Türkiye Cumhurbaşkanı Recep Tayyip Erdoğan, Suriyeli isyancıları desteklerken başlangıçta sivilleri Esad rejiminin baskılarından koruma iddiasıyla insani müdahale söylemini kullandı. Ancak kısa süre sonra Erdoğan’ın ideolojik bir amaçla rejim değişikliği aradığı ortaya çıktı: Esad’ın laik Arap milliyetçisi rejimini İslamcı bir hükümetle değiştirmek. Bu yeni Suriye, Türkiye’nin Levant’ta yeni bir Sünni Müslüman nizam kurma liderliğini destekleyecekti.

Çatışmanın başlarında Erdoğan ve dönemin Dışişleri Bakanı Ahmet Davutoğlu, Esad rejiminin Suriye’deki Sünni çoğunluğun özgürlük çığlıklarını susturmasına Türkiye’nin seyirci kalamayacağını açıkladılar . Kamuoyunda Esad’ı demokratik reformlar uygulamaya çağırdılar. Davutoğlu, özel görüşmelerinde ise Erdoğan’a, Esad’ın ya içeriden çökerek ya da Libya ve Mısır’da olduğu gibi Batı müdahalesiyle düşüşünün an meselesi olduğunu söyledi.

Ancak Türkiye, güney komşusunda rejim değişikliğini organize etme kapasitesinden yoksundu. Sahip olduğu tek şey, Suriye muhalefetindeki cihatçı unsurları destekleme konusunda artan bir istekti. 

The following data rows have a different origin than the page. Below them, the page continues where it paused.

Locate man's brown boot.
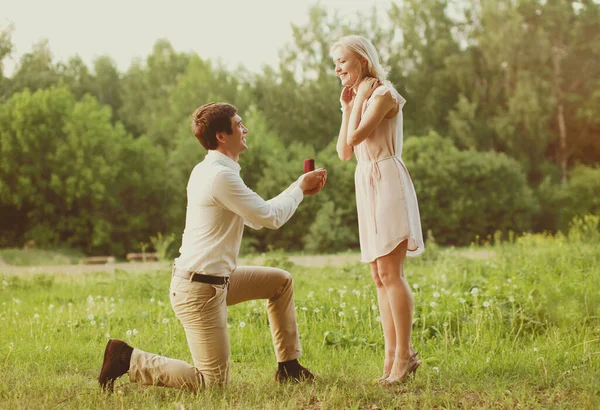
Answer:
[275,359,315,383]
[98,339,133,392]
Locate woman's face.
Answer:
[331,46,364,87]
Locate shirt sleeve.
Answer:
[213,171,304,229]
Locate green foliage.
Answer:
[404,134,538,245]
[0,240,600,409]
[0,0,600,256]
[150,232,179,261]
[0,87,169,255]
[538,166,600,233]
[0,248,84,269]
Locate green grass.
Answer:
[0,248,84,269]
[0,235,600,409]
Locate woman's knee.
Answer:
[379,269,401,286]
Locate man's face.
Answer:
[223,114,248,155]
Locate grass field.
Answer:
[0,224,600,409]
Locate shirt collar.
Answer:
[206,149,242,172]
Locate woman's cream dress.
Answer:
[354,85,425,262]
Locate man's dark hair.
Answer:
[192,102,237,150]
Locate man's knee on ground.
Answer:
[269,269,293,301]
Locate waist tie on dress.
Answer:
[358,155,400,233]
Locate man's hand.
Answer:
[299,168,327,195]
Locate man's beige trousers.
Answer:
[129,266,301,389]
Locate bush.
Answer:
[537,166,600,233]
[404,133,539,246]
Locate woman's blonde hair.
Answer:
[329,34,389,83]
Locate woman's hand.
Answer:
[356,77,381,100]
[340,87,354,112]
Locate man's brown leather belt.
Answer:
[173,269,229,285]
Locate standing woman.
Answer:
[330,35,424,384]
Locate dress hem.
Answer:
[360,235,425,263]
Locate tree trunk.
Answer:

2011 yılının ortalarına gelindiğinde Türkiye, diplomatik baskıdan isyancılara aktif destek vermeye geçti. Ankara, Suriye muhalefetinin Türkiye topraklarında örgütlenmesine izin vererek “Suriye Dostları” ve Özgür Suriye Ordusu gibi grupların kurulmasını sağladı. Yabancı savaşçılar, Esed karşıtı saflara katılmak için Türkiye’ye geldi. Türkiye, Suriye isyanının merkezi haline geldi .

AKP liderliğindeki Türkiye, kendisini Sünni demokrasi modeli olarak sunarak , bu “Türk Modeli”ni Arap Baharı ülkelerine ihraç etti.  

Ekim 2011’de Türkiye, İstanbul’da Suriye Ulusal Konseyi’nin kurulmasına yardımcı oldu. Geniş bir muhalefet şemsiyesi olarak tasarlanmış olmasına rağmen, konsey Müslüman Kardeşler’in Suriye kolunun hakimiyeti altına girdi . 2012’deki bir Dışişleri Bakanlığı toplantısında, Suriyeli Kürt temsilciler, “Türkiye’nin desteğiyle” Kardeşler’in diğer muhalif sesleri dışladığından şikayet ettiler. Bir ABD’li yetkili, Ankara’nın vizyonunu “anayasayla desteklenen merkezi bir İslamcı hükümet” olarak özetledi .

Türkiye, Aralık 2012’de Suriye muhalefetini yeni bir komuta yapısı oluşturmak üzere Antalya’da topladığında, davet edilen delegelerin neredeyse üçte ikisi Müslüman Kardeşler üyesiydi. Türkiye’nin Suriye vizyonu artık açıkça ortadaydı: Ankara’ya bağlı, Müslüman Kardeşler liderliğindeki bir rejim.

Ancak Esad devrilmedi. İç savaş uzadıkça Türkiye, isyancı gruplara gizli yardım sağlayarak daha da güçlendi. Bu desteği Türkiye’nin istihbarat teşkilatı MİT’in başkanı Hakan Fidan yönetti. The Wall Street Journal’a göre MİT, 900 kilometrelik Türkiye-Suriye sınırında silah sevkiyatlarını koordine eden ve konvoyları yönlendiren bir “trafik polisi”  haline geldi .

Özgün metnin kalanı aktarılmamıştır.